Insurers are struggling to set 2015 prices for exchange plans because some of the most essential aspects that factor into their decisions remain unknown.
The key challenges to setting rates before the spring deadline, insurers say, is that they still don't know the size of provider networks that the federal government will approve or the health status of new policyholders, Reuters reported.
Lacking such information also makes it difficult for insurers to decide which markets to participate in next year. "I can't tell you exactly yet that we've decided about counties and products and all those pieces, but we feel like participating in the marketplaces is very consistent with our mission," Jon Urbanek, senior vice president of commercial markets at Florida Blue, told Reuters.

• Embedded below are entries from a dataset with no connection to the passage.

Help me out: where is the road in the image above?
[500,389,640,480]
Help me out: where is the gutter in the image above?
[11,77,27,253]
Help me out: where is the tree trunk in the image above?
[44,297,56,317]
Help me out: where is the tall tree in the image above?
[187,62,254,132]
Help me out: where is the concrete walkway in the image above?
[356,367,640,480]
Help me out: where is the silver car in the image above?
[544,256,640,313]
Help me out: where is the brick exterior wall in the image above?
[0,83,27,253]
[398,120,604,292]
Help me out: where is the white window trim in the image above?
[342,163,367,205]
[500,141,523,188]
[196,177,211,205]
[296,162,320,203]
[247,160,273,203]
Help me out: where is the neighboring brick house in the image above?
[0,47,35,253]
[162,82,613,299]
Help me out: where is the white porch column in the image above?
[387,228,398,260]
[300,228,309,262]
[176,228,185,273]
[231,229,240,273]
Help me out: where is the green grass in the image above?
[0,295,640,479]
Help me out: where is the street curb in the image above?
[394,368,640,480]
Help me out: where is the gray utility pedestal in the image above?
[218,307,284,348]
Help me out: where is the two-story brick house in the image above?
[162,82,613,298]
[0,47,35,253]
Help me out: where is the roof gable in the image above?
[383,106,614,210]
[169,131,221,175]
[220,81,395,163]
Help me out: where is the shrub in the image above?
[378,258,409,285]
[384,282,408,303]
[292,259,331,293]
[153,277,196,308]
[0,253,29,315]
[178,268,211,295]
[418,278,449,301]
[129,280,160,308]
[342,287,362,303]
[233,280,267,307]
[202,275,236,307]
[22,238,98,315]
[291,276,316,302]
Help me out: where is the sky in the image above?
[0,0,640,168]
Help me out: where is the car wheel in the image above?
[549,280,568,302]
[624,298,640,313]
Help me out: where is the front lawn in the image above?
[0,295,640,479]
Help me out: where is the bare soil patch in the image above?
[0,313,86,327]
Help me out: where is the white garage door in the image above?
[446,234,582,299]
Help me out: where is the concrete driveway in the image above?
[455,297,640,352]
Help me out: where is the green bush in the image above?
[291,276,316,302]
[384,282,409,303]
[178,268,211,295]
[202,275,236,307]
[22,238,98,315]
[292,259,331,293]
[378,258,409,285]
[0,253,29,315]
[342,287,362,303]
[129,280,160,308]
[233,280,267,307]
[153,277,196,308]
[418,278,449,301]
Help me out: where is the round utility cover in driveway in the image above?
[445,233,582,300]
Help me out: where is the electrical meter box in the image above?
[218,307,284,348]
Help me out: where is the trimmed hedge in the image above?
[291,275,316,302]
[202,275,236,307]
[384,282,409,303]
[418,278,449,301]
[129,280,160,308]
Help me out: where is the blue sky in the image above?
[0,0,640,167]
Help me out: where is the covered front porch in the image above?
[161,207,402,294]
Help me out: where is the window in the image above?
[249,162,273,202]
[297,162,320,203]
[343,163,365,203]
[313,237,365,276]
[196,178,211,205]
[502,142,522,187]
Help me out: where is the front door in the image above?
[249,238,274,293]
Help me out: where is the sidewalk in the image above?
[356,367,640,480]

Some insurers, especially larger companies, might exit some individual markets or avoid entering new ones. Indeed, Cigna CEO David Cordani said the insurer hasn't yet decided whether it will enter any new markets, although "that decision needs to be made in short order," he told the news outlet.
Meanwhile, small insurers may pull out completely from certain markets, particularly if they can't sufficiently rebound to overcome the exchanges' rocky rollout.
"There will be some sort of a shakeout," said Tim Jost, a health law expert and professor at Washington and Lee University in Virginia. The most vulnerable include small health plans and consumer oriented and operated plans that priced their policies too high and only signed up few customers.
For example, Connecticut CO-OP HealthyCT charged up to 29 percent more than its competitors and enrolled only 3 percent of the state's marketplace consumers, FierceHealthPayer previously reported.